Shares of BWX Technologies have surged 72.1% this year, largely driven by the “scarcity premium” in the SMR market. While the market for SMRs is still in its early stages, BWX’s role as a key supplier in the space gives it a clear edge. In addition to this, the company’s monopolistic position as the sole supplier for U.S. Navy nuclear power plants for submarines and carriers adds another layer of stability to its business. This unique advantage helps insulate BWX from challenges facing other players in the naval and shipbuilding industries, such as sluggish shipyard performance.
Analysts are optimistic about BWX’s future, with eight of the 11 analysts covering the stock recommending a buy or strong buy. Bank of America recently increased its price target for BWX to $160, up from $115, signaling more than 20% upside potential from its current share price. This optimistic outlook is based on the company’s growing role in supporting the Department of Defense’s Indo-Pacific strategy and the bipartisan backing it enjoys for its contributions to U.S. defense initiatives.
With a strong foothold in both the military and civilian nuclear sectors, and given the political tailwinds supporting its business, BWX Technologies presents a compelling investment opportunity. The stock’s strong fundamentals, its critical role in defense, and the growing nuclear energy market—especially with the rise of SMRs—make it a solid pick for those looking for high-growth opportunities in the energy sector.

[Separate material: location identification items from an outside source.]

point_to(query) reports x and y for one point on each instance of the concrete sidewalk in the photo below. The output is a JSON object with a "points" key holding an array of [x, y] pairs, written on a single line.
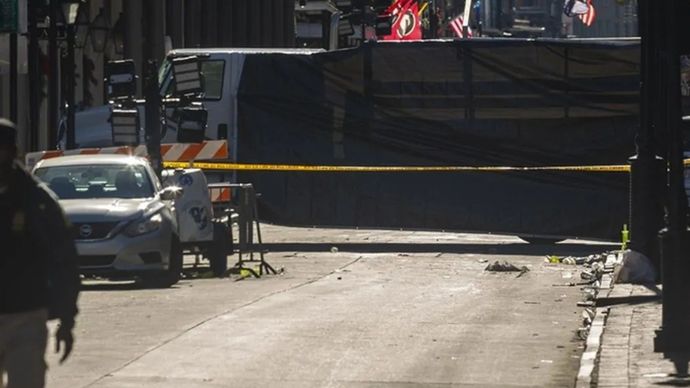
{"points": [[626, 354]]}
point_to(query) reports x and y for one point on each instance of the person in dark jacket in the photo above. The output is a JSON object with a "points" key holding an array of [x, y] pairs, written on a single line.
{"points": [[38, 271]]}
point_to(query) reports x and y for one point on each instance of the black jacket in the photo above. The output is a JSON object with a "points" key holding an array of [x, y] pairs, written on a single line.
{"points": [[38, 259]]}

Adobe Inc. (NASDAQ: ADBE) Strong fundamentals and oversold conditions create a compelling buying opportunity.
Adobe Inc. has recently positioned itself as an attractive investment following a strong earnings report that highlighted its robust growth across multiple segments. For the third quarter of 2024, Adobe reported a remarkable 10% year-over-year increase in revenue, reaching $4.89 billion. This growth is driven primarily by its core segments: Digital Media, Document Cloud, and Experience Cloud, which saw increases of 11%, 15%, and 11%, respectively. These figures underscore the ongoing demand for Adobe’s AI-enhanced creative solutions.
In the wake of Donald Trump’s recent election victory, the technology sector stands poised for renewed momentum, reminiscent of the performance seen during his 2016 presidency. A pro-business agenda, regulatory flexibility, and potential tax incentives under his administration could set the stage for technology stocks, including Adobe, to outperform in the coming years. These potential tailwinds may provide a significant boost to growth-oriented companies like Adobe.

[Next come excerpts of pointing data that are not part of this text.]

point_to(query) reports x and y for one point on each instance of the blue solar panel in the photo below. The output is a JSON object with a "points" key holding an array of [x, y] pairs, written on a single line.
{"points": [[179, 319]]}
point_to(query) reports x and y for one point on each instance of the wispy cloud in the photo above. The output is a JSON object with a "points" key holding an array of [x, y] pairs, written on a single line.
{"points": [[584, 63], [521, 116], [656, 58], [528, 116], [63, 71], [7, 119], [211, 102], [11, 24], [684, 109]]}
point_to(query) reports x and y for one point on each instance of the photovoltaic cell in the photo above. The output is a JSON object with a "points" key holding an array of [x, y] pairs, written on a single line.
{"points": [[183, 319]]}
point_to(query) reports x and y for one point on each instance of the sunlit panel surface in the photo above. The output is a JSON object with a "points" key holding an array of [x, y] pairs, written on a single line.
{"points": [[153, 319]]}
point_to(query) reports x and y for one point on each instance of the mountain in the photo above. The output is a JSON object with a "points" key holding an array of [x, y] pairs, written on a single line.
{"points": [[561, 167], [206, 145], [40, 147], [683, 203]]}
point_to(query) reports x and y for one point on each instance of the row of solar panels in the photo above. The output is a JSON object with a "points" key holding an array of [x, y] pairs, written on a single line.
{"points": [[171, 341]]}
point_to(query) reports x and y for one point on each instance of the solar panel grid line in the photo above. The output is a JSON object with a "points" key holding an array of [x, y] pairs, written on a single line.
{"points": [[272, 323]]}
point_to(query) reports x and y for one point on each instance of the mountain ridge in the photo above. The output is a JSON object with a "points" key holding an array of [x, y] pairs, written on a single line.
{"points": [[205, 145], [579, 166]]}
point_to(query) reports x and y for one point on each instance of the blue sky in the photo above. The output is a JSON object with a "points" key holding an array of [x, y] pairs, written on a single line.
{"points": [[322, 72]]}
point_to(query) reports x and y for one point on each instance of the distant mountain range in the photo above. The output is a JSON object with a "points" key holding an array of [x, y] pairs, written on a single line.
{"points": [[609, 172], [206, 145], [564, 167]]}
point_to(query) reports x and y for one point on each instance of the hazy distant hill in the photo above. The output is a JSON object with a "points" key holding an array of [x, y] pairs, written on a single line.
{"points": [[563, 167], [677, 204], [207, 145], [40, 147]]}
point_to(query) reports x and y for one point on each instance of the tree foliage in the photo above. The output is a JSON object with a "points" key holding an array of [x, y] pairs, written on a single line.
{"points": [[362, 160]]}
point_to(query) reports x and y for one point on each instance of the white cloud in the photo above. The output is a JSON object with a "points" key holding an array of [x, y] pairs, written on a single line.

Despite the positive results from Adobe, the stock has recently entered oversold territory, presenting a rare opportunity for investors. After showing signs of positive divergence, it appears that sellers are starting to get exhausted. This is a crucial indicator that could pave the way for a significant counter-trend rally. Currently, the stock is trading near support levels, which suggests a solid base from which it could rebound.

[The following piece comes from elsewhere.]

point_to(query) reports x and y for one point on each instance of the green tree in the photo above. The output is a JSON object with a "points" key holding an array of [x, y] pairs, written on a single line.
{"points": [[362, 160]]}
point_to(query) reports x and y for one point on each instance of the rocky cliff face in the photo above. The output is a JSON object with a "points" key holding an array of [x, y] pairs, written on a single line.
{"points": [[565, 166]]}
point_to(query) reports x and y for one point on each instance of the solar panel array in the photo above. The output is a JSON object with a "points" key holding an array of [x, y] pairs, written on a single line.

Moreover, Adobe’s operating margins remain impressive at 25.6%, well above the industry average of 16.8%. The stock trades at only 23.5 times forward earnings, compared to the industry average of 27.8 times. This 15% discount reflects a significant upside opportunity, especially considering Adobe’s superior growth rates and operational efficiency.
Given the favorable market conditions and the potential for Adobe to capitalize on its strong fundamentals, now is an opportune time to consider adding this stock to your portfolio. With the tech sector poised for renewed momentum and political support potentially driving growth, Adobe stands out as a solid investment choice.